EX-10.23 8 v112040_ex10-23.htm
 

Exhibit 10.23
 
English Translation of Chinese Version

Processing Contract

Party A: Jilin COFCO Coca-Cola Beverages Co. Ltd.
Party B: Changchun Taodai Beverage Co. Ltd.

Whereas, Party A hereby grants to Party B the right to manufacture and sell bottled water products under the brand (INTENTIONALLY DELETED) subject to certain territorial limitations. Party B hereby agrees to produce and process bottled water products for Party A under the brand (INTENTIONALLY DELETED).

 
1.
Party A shall have the right to inspect and examine Party B’s facilities, equipments and bottling methods utilized in the production of Party A’s products.

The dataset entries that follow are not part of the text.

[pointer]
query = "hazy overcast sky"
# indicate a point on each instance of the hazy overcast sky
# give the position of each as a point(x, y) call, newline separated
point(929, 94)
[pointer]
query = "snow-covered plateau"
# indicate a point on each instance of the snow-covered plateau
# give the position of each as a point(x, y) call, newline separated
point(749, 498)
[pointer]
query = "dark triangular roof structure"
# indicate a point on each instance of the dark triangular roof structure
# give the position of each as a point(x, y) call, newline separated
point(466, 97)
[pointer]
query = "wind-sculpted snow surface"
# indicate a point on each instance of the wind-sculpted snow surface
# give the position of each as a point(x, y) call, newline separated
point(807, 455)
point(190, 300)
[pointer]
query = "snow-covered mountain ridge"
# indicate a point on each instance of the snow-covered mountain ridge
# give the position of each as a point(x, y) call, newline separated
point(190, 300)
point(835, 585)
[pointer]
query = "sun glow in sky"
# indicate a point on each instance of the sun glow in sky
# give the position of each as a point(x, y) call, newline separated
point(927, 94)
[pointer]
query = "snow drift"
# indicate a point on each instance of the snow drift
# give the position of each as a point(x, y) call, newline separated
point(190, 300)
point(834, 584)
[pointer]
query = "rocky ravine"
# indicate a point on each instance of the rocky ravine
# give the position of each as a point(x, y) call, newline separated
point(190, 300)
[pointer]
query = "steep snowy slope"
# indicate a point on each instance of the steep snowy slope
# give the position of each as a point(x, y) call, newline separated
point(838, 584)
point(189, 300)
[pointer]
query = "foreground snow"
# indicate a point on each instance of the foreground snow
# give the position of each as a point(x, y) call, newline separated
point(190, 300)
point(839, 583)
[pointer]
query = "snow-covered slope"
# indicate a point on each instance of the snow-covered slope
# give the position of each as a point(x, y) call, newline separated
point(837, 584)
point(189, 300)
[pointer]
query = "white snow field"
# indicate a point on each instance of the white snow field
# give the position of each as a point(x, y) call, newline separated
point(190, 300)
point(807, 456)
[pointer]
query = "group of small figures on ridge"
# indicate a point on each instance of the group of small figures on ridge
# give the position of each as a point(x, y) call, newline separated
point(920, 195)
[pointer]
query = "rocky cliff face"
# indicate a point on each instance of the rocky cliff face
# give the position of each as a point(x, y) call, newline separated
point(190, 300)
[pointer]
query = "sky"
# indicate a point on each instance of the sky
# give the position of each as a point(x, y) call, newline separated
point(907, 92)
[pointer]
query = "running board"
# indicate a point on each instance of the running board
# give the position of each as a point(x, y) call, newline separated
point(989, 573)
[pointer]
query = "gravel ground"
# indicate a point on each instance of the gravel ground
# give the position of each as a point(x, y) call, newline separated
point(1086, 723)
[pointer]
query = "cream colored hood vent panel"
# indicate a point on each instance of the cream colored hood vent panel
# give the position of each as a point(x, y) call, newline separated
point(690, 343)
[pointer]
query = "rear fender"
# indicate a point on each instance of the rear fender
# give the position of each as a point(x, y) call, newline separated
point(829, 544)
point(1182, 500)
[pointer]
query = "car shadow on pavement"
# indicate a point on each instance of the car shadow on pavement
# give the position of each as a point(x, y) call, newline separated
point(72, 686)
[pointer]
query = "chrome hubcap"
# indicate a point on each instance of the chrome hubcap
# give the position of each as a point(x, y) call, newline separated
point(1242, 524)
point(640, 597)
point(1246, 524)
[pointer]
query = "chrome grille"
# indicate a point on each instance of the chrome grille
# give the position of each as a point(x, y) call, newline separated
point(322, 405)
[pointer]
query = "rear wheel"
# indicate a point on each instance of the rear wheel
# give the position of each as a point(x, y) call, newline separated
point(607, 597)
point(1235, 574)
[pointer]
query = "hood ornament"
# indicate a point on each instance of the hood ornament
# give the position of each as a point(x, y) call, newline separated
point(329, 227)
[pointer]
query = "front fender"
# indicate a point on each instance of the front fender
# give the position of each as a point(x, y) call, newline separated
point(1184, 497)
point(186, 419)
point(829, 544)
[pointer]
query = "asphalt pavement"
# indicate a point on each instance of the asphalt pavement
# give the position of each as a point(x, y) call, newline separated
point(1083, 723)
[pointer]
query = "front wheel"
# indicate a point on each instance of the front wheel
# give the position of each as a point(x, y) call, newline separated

Party B shall produce the products in accordance with Party A’s requirements and specifications, which may vary from time to time.
 
 
2.
The contract shall commence on September 1, 2005, supplemented by purchase orders issued by Party A.
 
 
3.
The provision of the fixed purchase price shall be in effect from September 1, 2005 to September 1, 2006, as follows:
(INTENTIONALLY DELETED)
1) After September 1, 2006, the price shall be determined as agreed upon by both parties. If no agreement is reached, the fixed prices provided above shall be applied.
2) If Party B established facilities outside of the development zone where Party A is located and thus increase the expenses of the transportation, Party B agrees to bear all the transportation expenses incurred therefrom.
 
 
4.
Party B shall (i) use such type of blowing machine as specified by Party B to produce PET bottles for Party A’s products, which blowing machines shall be used solely for Party A’s products and (ii) use the raw materials provided by Party A. The configuration design of the bottles shall be conducted by Party A, and Party A shall bear the costs associated therewith.  The packaging materials and other raw materials for packaging shall be examined and  approved by Party A. The PET plastic wrap shall be provided by Party B.
 
 
5.
The quality of the products shall comply with the standard provided by Coca-cola and GB17323 standard. Party A shall have the right to terminate the contract without penalty if the products by Party B failed to comply with the aforementioned standard more than three times.
 
 
6.
Party A shall deliver the products to such locations as designated by Party B.
 
 
7.
Party A shall make monthly payments to Party B, based on the amount of the products supplied by Party B.
 
 

 
English Translation of Chinese Version
 
 
 
8.
Party B shall use all measures as necessary to keep all the information, materials and technical information with respect to the products confidential (the “Confidential Information”). Party B shall use the Confidential Information solely for the purpose of the performance under this contract. Party B shall not disclose the Confidential Information to any third party at any time. Party B shall destroy the Confidential Information as directed by Party A or after the termination of this Contract and shall not maintain any copy of the Confidential Information.
 
 
9.
Party A is entitled to terminate the contract upon breach of this contract on the part of Party B and shall be entitled to any damages arising therefrom. (INTENTIONALLY DELETED)
 
 
10.
(INTENTIONALLY DELETED)
 
 
11.
Party B shall not assign this contract to any other party without Party A’s written consent. Any amendment to this contract shall not be made without both parties’ written consent.
 
 
12.
Any dispute arising from this contract shall be determined by Beijing Arbitration Commission.
 
 
13.
The term of this contract shall commence on September 1, 2005 and end on September 1, 2008.